Pismem z dnia 17 czerwca 2014 roku Sąd powiadomił (...) S.A. V. (...) z siedzibą w W. o toczącym się postępowaniu w przedmiotowej sprawie i możliwości wstąpienia do procesu w charakterze interwenienta ubocznego, jednakże ubezpieczyciel do procesu w charakterze interwenienta ubocznego nie przystąpił (k.78, 79, 80).

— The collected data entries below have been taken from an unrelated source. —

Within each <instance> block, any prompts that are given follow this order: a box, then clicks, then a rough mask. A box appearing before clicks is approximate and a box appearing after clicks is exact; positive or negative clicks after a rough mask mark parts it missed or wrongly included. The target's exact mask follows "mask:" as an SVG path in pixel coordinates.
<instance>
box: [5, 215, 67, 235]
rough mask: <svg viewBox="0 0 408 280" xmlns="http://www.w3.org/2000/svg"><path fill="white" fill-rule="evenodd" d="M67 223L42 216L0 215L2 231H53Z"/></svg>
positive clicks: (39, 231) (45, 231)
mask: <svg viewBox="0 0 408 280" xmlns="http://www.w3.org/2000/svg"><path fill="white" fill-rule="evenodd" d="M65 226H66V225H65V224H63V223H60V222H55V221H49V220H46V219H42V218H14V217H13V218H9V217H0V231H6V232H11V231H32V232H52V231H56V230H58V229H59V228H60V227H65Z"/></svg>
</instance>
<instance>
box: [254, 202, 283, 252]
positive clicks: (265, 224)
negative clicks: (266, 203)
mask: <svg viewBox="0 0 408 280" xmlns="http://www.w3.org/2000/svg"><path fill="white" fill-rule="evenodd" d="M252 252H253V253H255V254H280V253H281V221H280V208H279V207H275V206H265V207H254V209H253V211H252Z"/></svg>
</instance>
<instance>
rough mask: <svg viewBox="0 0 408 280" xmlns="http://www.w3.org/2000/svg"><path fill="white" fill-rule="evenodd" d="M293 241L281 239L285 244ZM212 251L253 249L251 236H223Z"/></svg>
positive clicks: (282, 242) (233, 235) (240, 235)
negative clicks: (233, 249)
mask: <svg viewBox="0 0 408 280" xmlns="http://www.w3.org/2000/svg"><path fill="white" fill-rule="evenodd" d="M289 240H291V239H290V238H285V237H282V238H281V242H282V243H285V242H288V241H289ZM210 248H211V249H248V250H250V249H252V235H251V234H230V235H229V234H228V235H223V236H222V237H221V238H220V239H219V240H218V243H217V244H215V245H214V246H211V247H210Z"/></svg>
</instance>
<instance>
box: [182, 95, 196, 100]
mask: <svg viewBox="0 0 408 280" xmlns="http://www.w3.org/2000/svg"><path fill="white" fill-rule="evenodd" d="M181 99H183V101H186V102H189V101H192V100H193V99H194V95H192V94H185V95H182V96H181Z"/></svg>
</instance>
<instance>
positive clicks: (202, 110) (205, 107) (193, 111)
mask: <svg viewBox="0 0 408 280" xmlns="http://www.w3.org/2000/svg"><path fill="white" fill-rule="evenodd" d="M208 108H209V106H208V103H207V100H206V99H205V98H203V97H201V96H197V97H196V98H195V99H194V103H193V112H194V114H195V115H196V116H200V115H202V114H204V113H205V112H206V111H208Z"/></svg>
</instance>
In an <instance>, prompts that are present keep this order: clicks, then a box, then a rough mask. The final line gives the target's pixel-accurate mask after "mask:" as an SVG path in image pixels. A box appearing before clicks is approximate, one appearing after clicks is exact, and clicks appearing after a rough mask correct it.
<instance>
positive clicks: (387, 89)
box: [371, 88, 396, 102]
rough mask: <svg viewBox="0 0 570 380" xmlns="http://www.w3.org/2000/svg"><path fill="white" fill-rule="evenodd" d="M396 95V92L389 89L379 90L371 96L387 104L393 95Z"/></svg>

Sąd ustalił i zważył, co następuje:

W dniu 21 sierpnia 2012 roku powód M. J. (2) jechał rowerem po ulicy (...) w S.. Jechał ulicą, a nie chodnikiem, trzymał się bliżej osi jezdni. W pewnym momencie, w okolicach placu zabaw dla dzieci, przednim kołem roweru powód wjechał w dziurę w jezdni. M. J. (2) nie zauważył tej dziury. Jadąc, powód skupiał się na tym, aby uważać, żeby żadne dziecko przebywające na placu zabaw, nagle z tego placu nie wybiegło i nie wpadło pod rower powoda. Prędkość powoda, z jaką jechał, nie przekraczała 15-20 km/h.

/dowód: zeznania powoda M. J. (2) k. 147-147v, 81/

Jak powód wjechał w dziurę w jezdni, to wypadł z roweru. W momencie zdarzenia M. J. (2) miał na głowie kask. Innych ochraniaczy powód nie posiadał. Zdarzenie spowodowało, że kask, który powód miał na głowie, spadł mu z głowy.

/dowód: zeznania powoda M. J. (2) k. 147, 81/

Po zdarzeniu powód dosyć energicznie podniósł się, podniósł także rower i kask. Bólu wówczas nie czuł. Powód udał się do domu oddalonego około 100 m od miejsca zdarzenia.

/dowód: zeznania powoda M. J. (2) k. 147, 81/

Po dotarciu powoda do domu, matka powoda A. J., jak zobaczyła w jakim syn jest stanie, to powiedziała, że trzeba jechać do szpitala. Powód miał zakrwawioną twarz, nogę i rękę. M. J. (2) do szpitala w S. zawiozła siostra.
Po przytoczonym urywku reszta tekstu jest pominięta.